Deep quake ‘quite complicated’
Sunday’s magnitude 5.2 quake near Nelson happened at a depth where the geology ‘‘starts to get quite complicated’’, a seismologist says.
GeoNet received more than 8100 felt reports for the 3.14pm earthquake, which was centred 20 kilometres east of Nelson at a depth of 73km.
‘‘It’s not like your typical earthquake rupturing on a fault,’’ GNS Science duty seismologist Dr John Ristau said.
It was hard to tell what happened in this case. In that area of the upper South Island, the Pacific Plate was pushing down beneath the Australian Plate.
Earthquakes such as the event on Sunday could happen on the interface between the two plates but that was unlikely in this case, Ristau said. ‘‘So [it happened] either on the Australian Plate, fairly deep, or on the subducting slab of the Pacific Plate.

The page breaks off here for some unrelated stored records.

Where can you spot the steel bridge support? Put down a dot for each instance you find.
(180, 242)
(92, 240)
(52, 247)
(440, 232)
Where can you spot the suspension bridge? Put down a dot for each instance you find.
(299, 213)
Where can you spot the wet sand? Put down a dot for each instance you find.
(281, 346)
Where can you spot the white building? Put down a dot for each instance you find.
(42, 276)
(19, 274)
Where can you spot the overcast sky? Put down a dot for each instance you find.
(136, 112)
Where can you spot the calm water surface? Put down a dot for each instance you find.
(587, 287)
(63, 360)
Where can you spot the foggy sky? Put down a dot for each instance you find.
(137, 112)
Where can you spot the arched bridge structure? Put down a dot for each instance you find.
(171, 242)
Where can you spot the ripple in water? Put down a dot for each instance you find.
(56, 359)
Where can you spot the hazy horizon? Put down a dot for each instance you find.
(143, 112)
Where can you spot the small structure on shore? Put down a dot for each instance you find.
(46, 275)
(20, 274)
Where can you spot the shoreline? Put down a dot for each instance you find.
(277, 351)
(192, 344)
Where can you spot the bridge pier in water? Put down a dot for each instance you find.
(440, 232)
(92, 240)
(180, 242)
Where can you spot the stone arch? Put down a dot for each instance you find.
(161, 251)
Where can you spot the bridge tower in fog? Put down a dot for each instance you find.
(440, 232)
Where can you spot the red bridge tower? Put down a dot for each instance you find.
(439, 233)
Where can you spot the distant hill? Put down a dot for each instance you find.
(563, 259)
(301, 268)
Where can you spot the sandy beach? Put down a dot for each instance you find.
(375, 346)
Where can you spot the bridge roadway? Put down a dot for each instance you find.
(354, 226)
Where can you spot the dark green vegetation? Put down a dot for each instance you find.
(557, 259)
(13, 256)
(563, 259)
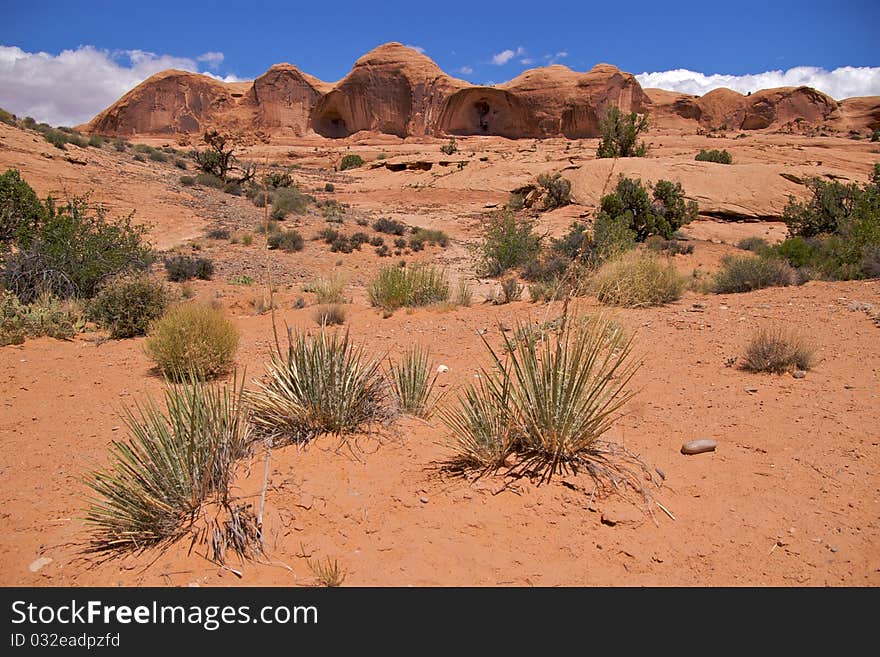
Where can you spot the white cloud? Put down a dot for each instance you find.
(211, 59)
(71, 87)
(501, 58)
(844, 82)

They can occur for various reasons.’’
As the subducting slab went deeper, it got hotter, ‘‘so the rocks start to change and start to go through transformation to different rock types, and they become more plastic almost.’’

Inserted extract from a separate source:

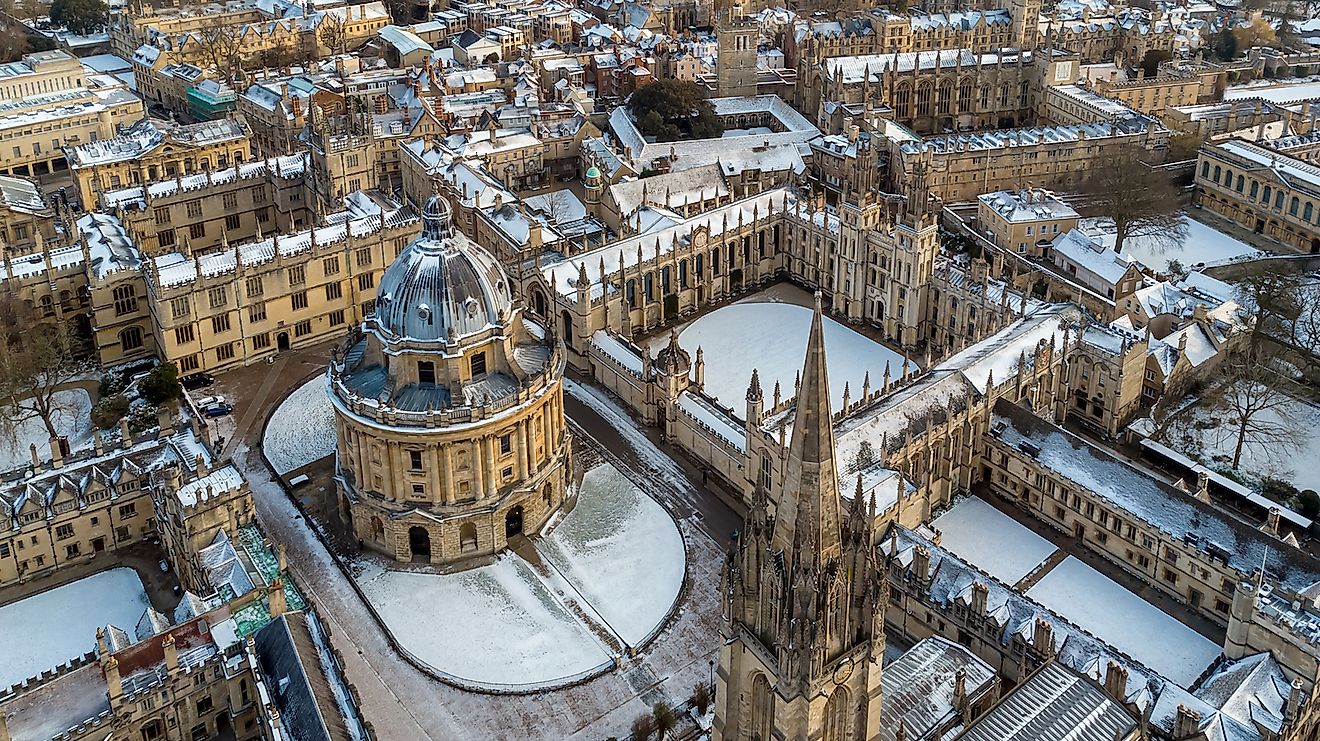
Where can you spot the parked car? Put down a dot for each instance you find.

If one area of rock started to melt, while the area around it was more solid, then there could be a collapse. ‘‘It starts to get quite complicated down there.’’
Despite being widely felt, Sunday’s jolt wasn’t particularly big. Similar events happened every year or two.
Because of the size and depth, there were limits to the amount of investigation that could be carried out. ‘‘If it was bigger, we would have more information to go on, and there would be more of an impetus to look into it.’’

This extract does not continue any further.